Sometimes you can’t just pop a pill and call it good so you have to use other alternatives.  This is where icing really helps the body.  Working out is hard on the body because when you workout your body goes under a tremendous amount of stress and fatigue, which can cause the body to be inflamed in the joints and muscles.  Your body is an amazing machine and you might not realize your body is inflamed either due to not felling pain.  That doesn’t meab your body isn’t hurting though.  Do you maintain your car with oil changes and tune ups so it can last longer?  Your body isn’t any different.     If you don’t help keep that inflammation under control, you will end up hurting your joints or pulling muscles so it’s crucial that you ice every day.  If you let it get out of hand and the inflammation takes over, it will be very painful.   It could take months to get rid of and in the worse case scenario, it will take a lifetime of maintenance to keep the pain down.

What should you ice after a workout?  Icing should be concentrated on the areas you worked out the most and any areas that you have had precious injuries in the past.  For example, I ice my knees after every workout because I have had two knee surgeries caused by basketball so I focus on my knees everyday.  On the other hand, if you workout your back, you want to ice the shoulders and lower back.  Chest or shoulder day, you want to ice both shoulders.  Leg day, ice the lower back and knees.  Arm day ice the elbows and wrists.

Feel free to ice the entire body everyday if you want to.  Let me reiterate, the more time you spend icing the better your body will feel.  Inflammation can be very painful and could take months to cure it so don’t let your body get to the point where you can’t workout anymore.  Where do I buy I’m Ice packs? I go to

Here are the best ice packs and links for each area of the body…

  1. Shoulders:
  2. Back:
  3. Knee:
  4. Wrist:
  5. Elbow:

CHECK THIS OUT…Ever heard of cryotherapy?

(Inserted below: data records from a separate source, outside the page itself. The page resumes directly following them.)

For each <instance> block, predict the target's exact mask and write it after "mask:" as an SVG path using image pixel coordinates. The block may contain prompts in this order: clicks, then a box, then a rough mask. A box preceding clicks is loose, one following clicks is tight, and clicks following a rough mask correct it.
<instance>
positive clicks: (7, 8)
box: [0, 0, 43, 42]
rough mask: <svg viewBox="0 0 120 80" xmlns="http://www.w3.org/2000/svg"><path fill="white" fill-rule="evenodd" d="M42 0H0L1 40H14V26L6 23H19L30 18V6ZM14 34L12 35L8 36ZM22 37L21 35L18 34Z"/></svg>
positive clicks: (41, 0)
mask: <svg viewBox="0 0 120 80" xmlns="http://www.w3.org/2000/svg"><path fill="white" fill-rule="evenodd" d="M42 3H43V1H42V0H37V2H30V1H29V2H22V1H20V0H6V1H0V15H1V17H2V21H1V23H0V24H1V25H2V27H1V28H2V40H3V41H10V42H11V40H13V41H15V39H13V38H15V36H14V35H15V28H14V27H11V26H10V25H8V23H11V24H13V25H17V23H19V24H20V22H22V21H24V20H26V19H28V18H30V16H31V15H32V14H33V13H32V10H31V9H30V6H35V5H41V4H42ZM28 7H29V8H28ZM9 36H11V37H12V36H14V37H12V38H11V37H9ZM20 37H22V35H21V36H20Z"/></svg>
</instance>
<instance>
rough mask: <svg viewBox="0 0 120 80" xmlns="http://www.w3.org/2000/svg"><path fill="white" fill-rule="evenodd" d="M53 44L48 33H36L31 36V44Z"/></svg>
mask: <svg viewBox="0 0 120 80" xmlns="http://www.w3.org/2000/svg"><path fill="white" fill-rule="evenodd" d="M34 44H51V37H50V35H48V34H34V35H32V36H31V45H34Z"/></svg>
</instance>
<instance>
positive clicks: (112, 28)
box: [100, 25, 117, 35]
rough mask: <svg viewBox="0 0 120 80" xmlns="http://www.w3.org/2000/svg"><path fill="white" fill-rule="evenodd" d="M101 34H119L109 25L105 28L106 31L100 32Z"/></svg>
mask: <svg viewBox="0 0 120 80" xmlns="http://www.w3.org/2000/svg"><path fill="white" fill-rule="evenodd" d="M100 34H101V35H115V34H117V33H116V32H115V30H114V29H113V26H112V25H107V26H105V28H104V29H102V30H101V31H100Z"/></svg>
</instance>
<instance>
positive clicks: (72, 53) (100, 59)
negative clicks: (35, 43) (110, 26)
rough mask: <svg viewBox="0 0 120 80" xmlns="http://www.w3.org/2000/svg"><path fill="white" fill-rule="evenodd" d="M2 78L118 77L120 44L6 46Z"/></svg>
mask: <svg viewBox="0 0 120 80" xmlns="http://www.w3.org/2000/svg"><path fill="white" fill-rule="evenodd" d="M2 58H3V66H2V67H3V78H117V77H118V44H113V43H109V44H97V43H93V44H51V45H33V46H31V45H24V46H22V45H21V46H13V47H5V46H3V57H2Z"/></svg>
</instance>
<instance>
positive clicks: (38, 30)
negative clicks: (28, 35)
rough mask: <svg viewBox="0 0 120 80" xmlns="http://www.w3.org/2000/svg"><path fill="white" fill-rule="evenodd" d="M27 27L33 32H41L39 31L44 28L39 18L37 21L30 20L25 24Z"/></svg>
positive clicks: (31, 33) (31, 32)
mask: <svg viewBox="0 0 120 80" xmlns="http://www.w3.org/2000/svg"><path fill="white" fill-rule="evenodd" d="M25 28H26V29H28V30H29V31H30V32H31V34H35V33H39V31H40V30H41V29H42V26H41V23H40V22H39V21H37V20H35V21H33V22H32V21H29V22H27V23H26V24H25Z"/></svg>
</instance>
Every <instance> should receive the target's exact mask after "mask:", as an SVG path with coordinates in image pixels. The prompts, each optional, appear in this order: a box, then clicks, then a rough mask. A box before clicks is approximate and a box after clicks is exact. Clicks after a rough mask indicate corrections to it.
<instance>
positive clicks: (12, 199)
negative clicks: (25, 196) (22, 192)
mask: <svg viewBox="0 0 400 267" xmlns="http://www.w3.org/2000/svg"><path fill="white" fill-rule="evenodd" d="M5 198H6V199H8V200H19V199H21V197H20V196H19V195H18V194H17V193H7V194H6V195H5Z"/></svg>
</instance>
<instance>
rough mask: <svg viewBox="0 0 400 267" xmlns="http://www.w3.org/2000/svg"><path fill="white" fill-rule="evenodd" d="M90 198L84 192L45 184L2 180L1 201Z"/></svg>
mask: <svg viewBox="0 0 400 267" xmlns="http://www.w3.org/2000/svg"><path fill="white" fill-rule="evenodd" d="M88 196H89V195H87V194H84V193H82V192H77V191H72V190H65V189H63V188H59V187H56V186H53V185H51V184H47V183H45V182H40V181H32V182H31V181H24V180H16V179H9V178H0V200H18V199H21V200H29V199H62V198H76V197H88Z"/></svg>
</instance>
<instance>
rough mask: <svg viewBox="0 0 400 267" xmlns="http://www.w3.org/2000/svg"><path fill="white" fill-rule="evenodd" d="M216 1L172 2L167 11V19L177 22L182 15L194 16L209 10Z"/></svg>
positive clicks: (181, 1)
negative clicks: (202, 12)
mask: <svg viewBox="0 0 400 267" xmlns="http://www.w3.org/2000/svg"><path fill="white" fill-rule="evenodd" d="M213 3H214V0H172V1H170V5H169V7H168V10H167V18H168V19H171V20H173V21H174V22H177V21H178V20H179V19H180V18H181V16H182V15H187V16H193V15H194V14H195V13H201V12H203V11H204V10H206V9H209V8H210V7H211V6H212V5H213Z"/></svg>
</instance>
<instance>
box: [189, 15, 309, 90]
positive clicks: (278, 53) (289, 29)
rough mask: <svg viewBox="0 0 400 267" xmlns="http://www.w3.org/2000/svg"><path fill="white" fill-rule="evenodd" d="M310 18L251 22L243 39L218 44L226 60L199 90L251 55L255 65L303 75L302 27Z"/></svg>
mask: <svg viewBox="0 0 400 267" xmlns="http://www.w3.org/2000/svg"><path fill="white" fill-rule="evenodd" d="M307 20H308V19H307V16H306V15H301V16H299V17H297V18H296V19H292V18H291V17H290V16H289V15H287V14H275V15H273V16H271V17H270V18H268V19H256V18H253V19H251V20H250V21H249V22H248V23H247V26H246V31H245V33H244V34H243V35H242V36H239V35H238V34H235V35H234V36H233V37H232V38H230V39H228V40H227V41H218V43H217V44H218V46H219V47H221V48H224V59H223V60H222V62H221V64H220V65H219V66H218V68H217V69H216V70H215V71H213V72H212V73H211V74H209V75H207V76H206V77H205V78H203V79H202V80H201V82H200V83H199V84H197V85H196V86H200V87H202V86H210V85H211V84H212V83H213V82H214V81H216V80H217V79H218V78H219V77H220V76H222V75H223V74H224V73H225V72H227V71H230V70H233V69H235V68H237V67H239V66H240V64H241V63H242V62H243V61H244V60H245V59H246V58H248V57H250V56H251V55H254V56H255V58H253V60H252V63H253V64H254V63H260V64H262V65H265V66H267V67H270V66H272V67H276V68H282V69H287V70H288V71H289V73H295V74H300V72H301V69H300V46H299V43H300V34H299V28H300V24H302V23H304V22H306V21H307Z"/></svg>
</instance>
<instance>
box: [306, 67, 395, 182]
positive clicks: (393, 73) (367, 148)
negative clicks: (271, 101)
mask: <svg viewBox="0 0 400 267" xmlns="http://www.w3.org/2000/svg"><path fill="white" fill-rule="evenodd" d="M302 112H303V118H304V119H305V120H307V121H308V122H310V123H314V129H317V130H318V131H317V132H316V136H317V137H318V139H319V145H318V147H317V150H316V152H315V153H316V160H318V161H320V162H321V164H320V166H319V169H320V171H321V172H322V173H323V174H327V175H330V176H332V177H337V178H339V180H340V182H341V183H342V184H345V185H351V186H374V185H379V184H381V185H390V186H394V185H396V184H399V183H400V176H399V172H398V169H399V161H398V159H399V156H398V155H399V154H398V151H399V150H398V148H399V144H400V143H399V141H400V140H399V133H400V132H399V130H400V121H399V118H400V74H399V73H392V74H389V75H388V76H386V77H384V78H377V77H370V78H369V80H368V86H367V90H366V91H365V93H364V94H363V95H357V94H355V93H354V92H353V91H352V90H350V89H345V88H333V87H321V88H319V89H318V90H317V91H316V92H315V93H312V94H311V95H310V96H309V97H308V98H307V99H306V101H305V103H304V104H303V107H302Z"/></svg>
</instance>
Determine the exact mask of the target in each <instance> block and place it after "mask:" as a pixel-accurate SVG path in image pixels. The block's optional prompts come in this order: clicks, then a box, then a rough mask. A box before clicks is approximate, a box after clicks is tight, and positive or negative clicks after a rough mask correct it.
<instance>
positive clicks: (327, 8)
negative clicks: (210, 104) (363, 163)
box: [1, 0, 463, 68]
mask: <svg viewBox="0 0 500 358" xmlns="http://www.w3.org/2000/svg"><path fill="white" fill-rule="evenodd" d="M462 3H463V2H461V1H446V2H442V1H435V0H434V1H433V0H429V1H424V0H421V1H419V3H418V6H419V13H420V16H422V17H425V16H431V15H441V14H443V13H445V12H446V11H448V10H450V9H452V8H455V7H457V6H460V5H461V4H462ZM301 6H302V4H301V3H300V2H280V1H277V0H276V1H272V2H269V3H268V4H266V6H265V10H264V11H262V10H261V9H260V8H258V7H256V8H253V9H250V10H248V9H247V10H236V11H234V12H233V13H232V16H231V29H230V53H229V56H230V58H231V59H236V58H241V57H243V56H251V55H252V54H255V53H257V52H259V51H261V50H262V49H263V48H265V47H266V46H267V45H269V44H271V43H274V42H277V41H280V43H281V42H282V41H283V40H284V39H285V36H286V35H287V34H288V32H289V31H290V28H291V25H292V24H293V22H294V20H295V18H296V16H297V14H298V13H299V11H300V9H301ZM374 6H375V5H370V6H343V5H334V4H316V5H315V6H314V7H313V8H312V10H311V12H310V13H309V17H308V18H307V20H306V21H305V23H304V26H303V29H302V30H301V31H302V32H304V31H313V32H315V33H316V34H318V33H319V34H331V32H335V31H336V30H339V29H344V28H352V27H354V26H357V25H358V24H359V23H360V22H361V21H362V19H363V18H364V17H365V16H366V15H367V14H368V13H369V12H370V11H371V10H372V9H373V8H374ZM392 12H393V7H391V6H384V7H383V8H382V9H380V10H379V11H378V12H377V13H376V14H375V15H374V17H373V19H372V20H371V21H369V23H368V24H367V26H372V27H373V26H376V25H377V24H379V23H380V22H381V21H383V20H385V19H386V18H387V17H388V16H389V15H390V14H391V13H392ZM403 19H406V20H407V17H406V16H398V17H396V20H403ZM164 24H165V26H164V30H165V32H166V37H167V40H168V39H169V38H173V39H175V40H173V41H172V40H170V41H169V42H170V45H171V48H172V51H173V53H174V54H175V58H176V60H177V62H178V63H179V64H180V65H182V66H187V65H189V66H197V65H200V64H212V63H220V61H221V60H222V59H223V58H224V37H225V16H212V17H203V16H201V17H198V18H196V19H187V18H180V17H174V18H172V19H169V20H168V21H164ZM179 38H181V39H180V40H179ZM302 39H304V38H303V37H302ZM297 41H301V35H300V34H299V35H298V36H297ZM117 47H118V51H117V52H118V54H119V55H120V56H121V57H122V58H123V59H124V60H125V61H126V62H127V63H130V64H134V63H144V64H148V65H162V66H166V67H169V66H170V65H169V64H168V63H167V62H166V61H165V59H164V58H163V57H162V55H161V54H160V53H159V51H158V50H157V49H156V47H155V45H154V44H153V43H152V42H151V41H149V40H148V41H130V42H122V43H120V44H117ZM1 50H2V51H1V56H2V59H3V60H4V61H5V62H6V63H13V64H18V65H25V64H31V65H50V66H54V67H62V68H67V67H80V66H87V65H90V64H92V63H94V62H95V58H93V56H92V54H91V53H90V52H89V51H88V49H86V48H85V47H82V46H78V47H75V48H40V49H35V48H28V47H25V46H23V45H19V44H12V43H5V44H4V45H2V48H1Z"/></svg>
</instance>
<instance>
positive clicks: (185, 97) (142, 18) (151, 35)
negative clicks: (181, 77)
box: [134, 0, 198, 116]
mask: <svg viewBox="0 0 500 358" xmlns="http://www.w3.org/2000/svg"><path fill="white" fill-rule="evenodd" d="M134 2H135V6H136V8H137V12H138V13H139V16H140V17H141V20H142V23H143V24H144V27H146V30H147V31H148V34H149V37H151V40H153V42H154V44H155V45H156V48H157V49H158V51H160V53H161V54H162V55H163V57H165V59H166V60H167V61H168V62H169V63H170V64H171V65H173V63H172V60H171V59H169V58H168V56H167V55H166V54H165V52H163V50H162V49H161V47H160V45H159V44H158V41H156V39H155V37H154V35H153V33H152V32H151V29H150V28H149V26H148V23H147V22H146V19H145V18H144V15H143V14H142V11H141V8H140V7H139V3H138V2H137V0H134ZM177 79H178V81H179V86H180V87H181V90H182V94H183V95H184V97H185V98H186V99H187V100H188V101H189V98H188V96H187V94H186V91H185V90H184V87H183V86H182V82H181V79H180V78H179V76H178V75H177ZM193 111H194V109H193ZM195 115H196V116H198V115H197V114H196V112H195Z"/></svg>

If you haven’t you’re missing out on something so great for the body depleting it’s inflammation in the joints and muscles.  Here is an over view of cryotherapy… “cryotherapy is localized or whole-body exposure to subzero temperatures to decrease inflammation, increase cellular survival, decrease pain and spasms, and promote overall health. It is not a medical procedure, but a non-invasive option for people seeking Faster Recovery. Better Health. Widely used in training and wellness centers, and spa-like settings in Europe, the treatment has not been readily available in the U.S., until now (!